Las expropiaciones de sendas empresas españolas en Argentina y Bolivia nos devuelven al tiempo en que la propiedad nacional de los recursos naturales era muy apreciada. Luego pasaron a interesar, más que el origen, el volumen y el impacto modernizador de las inversiones. ¿Qué explica esas dos vueltas a los anteriores tiempos?
Los discursos radicales difundidos a partir del chavismo han reciclado versiones limitadas de los nacionalismos y estatismos de los años 70. Tiene que ver, en pocas palabras, con que algunos gobiernos prefieren, o necesitan urgentemente como Argentina, hacer caja antes que incrementar el crecimiento de la economía.
Las decisiones de Cristina Fernández y Evo Morales tienen un sabor a castigo político. Lo de Argentina sobre todo, pues se da en el contexto del conflicto con el Reino Unido. Además el doble golpe le cae a España en un momento económico particularmente duro, cuando muchas de sus miradas se dirigen hacia América Latina en pos de alivio económico.
La expropiación de Repsol no es realmente una novedad. Es más bien parte de una racha de manotazos fiscales peronistas que buscan aliviar lo que parece la marcha hacia uno de esos abismos financieros que los argentinos ya conocen bien. Muchos consideran que la escalada frente a Las Malvinas/Falkland es parte de ese proceso.
En el caso de Morales tampoco hay novedad, pues él viene nacionalizando casi desde el inicio de su mandato, por consideraciones fiscales y políticas, según viniera la mano. Esto no ha producido un boom, pero tampoco la tragedia económica que algunos vaticinaban. Además era lo que se esperaba de un presidente tan radical.
En principio la región está afianzando dos juegos de reglas diferenciados. Los gobiernos con economías más sólidas siguen considerándose espacios que logran beneficios de las inversiones extranjeras, y sus tasas de crecimiento se lo confirman. Esto no impide los ocasionales conflictos con los huéspedes, pero la norma general es clara.

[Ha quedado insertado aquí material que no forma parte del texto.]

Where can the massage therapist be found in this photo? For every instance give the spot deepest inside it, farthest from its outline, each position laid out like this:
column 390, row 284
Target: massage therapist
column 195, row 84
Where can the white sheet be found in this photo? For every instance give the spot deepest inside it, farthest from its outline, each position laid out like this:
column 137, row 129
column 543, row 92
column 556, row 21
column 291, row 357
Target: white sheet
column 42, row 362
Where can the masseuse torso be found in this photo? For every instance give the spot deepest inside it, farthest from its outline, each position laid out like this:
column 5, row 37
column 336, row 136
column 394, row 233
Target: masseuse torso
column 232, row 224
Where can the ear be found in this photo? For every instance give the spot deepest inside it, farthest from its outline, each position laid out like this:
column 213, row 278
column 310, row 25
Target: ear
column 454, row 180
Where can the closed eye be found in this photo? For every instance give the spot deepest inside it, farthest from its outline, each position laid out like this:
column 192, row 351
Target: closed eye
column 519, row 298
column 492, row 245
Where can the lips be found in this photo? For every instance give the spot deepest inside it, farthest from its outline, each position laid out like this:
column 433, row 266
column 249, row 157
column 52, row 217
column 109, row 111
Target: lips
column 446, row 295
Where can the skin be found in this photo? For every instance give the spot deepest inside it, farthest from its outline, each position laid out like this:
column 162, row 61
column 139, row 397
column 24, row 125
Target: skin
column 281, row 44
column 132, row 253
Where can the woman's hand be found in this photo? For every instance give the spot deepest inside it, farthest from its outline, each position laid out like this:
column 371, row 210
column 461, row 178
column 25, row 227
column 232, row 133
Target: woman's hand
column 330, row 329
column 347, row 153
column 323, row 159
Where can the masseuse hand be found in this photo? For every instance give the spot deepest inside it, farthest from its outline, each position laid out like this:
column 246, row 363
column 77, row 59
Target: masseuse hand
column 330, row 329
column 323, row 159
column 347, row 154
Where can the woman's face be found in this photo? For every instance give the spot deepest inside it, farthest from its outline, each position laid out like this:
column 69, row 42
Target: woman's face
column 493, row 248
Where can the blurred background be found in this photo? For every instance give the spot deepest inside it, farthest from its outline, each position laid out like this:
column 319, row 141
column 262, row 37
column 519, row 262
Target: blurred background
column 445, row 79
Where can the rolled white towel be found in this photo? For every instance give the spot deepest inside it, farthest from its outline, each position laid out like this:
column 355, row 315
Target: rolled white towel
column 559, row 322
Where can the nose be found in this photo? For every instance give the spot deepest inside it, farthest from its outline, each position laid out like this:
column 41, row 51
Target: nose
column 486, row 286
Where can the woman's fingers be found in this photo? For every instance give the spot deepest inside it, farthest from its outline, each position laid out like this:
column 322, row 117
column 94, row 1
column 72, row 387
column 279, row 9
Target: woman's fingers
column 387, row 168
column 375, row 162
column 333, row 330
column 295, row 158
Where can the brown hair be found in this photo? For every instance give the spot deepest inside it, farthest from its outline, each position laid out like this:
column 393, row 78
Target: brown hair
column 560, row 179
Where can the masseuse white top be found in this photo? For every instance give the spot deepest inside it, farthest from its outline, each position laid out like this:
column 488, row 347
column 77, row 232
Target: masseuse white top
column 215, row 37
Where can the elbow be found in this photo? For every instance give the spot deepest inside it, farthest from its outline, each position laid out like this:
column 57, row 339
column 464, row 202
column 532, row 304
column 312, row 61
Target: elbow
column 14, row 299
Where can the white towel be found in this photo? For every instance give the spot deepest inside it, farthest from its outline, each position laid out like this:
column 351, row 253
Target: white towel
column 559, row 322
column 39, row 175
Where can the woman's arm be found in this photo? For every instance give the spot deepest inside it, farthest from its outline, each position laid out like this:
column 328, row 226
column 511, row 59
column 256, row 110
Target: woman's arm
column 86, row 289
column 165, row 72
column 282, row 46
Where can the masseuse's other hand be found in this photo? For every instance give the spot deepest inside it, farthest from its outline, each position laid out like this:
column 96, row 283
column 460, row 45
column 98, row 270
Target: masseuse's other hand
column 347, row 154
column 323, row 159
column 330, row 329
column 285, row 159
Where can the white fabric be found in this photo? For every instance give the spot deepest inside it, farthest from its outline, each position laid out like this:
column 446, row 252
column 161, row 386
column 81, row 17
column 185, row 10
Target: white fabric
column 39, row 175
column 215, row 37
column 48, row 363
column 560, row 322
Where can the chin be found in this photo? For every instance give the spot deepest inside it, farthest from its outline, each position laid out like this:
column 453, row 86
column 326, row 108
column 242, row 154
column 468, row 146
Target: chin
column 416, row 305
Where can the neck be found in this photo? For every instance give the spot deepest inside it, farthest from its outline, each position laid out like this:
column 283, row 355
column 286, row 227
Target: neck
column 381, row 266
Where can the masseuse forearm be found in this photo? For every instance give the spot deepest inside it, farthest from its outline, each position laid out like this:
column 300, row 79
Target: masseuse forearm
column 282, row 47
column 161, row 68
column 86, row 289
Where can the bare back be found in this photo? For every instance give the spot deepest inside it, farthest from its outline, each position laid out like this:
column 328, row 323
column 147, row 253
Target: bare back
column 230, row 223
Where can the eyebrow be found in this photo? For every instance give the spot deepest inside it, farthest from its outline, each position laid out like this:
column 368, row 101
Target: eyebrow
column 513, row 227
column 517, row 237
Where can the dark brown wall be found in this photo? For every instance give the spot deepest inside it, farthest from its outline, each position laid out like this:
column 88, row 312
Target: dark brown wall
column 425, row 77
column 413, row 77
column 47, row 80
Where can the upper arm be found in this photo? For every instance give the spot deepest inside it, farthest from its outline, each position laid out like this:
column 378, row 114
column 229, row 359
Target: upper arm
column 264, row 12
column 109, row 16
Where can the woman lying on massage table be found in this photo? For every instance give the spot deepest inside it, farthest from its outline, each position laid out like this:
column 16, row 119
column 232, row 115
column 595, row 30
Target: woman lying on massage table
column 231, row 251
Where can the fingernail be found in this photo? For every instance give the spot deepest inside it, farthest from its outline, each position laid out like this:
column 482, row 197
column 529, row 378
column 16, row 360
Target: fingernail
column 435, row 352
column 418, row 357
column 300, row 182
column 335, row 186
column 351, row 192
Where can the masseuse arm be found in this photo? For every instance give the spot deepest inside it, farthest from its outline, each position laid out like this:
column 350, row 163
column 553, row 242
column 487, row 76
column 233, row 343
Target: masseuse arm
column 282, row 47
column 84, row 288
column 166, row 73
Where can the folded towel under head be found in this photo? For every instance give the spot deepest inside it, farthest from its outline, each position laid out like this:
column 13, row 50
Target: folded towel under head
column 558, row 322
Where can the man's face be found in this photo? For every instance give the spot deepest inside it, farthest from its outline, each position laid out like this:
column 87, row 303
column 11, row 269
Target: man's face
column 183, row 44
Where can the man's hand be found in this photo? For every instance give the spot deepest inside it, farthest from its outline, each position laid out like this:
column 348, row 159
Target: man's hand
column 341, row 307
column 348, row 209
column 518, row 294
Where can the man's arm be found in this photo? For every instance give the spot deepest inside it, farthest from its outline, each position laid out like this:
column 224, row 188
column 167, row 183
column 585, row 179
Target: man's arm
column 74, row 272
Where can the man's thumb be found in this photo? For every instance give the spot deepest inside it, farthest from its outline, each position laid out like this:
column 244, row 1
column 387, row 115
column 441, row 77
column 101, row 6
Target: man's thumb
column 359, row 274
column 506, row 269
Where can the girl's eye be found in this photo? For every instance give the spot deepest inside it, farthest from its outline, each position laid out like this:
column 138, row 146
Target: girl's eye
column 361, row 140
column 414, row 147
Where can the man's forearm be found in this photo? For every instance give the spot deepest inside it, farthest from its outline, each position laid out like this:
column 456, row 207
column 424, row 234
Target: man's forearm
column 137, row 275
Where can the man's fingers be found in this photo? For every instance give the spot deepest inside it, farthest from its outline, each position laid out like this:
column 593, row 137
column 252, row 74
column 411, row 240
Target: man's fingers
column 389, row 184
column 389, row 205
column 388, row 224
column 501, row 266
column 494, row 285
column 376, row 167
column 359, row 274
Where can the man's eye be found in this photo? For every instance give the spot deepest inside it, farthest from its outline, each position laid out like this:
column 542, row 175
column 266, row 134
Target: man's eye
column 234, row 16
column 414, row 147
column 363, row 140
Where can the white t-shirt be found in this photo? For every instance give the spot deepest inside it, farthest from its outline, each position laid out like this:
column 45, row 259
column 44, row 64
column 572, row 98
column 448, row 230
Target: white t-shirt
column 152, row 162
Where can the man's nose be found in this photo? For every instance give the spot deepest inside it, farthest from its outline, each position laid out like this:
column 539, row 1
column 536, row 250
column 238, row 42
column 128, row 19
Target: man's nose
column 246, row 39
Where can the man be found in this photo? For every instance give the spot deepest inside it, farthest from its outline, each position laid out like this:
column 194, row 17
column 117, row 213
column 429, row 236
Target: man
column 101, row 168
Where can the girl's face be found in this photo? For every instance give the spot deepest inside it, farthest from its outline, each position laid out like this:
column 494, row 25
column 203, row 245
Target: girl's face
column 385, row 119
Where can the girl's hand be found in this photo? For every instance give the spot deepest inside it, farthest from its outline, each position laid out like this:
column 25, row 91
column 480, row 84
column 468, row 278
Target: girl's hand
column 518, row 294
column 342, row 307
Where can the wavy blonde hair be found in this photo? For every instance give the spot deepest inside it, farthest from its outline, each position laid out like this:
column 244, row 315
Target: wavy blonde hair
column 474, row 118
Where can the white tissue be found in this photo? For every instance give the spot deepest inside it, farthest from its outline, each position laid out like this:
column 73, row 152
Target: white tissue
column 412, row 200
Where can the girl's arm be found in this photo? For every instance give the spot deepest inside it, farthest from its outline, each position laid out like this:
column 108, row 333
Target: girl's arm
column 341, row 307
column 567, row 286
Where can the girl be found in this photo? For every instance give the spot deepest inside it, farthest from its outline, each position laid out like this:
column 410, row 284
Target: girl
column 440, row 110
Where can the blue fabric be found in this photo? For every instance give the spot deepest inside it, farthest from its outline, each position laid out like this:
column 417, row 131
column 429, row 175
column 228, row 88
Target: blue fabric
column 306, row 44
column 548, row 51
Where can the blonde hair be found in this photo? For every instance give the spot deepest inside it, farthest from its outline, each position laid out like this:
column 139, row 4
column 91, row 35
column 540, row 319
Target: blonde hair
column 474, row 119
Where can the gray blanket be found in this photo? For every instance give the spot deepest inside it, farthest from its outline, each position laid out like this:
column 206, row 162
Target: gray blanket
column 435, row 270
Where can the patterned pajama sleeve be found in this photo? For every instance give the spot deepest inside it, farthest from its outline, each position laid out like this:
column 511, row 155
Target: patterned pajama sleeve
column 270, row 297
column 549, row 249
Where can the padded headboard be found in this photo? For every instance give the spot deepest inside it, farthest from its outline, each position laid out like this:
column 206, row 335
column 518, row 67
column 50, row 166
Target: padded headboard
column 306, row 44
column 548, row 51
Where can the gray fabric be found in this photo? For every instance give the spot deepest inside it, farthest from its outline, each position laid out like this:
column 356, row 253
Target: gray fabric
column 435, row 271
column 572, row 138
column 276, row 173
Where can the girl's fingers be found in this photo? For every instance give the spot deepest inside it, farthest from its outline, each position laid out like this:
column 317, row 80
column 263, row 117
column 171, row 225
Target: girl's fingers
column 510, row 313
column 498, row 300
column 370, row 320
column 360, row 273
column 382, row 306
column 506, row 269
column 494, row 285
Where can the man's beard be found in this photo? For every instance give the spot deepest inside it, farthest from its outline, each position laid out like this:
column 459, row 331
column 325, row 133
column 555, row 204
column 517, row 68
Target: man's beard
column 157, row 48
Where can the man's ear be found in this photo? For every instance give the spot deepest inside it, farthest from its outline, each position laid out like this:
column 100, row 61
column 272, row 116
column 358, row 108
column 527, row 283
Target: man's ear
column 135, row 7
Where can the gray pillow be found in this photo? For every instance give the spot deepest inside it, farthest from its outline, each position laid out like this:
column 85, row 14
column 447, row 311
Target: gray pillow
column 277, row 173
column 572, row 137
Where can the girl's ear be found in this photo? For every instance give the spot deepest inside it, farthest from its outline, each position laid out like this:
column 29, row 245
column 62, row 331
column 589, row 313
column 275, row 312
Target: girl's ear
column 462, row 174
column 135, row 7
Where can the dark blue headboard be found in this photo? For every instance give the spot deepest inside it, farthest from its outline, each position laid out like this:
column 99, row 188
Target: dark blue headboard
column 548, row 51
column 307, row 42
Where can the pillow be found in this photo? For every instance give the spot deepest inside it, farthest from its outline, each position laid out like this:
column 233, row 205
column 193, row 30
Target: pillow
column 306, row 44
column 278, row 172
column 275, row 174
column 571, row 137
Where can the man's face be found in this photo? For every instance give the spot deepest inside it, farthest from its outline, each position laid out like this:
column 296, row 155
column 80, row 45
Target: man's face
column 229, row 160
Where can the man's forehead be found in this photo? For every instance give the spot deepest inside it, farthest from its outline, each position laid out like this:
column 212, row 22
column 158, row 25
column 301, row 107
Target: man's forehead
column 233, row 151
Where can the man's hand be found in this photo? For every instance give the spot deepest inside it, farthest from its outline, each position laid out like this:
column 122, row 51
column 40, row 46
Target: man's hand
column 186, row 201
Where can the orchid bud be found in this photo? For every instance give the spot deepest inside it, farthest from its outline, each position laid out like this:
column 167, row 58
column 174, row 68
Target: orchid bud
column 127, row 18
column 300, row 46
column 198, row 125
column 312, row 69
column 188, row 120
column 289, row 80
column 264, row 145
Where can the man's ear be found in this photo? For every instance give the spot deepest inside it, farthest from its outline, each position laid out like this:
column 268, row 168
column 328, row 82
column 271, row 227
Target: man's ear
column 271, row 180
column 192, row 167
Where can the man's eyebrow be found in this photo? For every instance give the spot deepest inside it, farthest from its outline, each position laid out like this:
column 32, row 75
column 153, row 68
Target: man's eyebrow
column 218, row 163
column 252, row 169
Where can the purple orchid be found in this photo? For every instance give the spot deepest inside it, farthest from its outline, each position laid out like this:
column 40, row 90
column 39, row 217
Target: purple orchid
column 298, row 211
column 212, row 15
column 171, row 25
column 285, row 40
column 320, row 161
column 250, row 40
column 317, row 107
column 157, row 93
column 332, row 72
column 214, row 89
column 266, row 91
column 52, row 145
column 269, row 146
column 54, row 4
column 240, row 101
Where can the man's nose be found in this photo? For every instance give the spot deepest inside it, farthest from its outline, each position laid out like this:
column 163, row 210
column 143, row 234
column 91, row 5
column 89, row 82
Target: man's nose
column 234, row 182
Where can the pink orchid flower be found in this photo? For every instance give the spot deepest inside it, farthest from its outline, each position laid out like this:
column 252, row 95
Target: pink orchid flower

Los gobiernos con problemas económicos, o necesidades económicas nacidas de proyectos políticos ambiciosos, están inclinándose cada vez más hacia una sustitución de la presencia extranjera. Las mismas mayorías que aplaudían las privatizaciones en los años 90 ahora se muestran a favor del nacionalismo económico, si esa es la expresión.
Algunos han visto en las expropiaciones sombras del 1898 en que acabó el imperio español y de los versos de Francisco de Quevedo: “Y es más fácil, oh España, en muchos modos,/
Que lo que a todos les quitaste sola,¨/ Te puedan a ti sola quitar todos”. Comparaciones exageradas. Ni España tiene hoy un imperio, ni debe ser castigada por sus inversiones.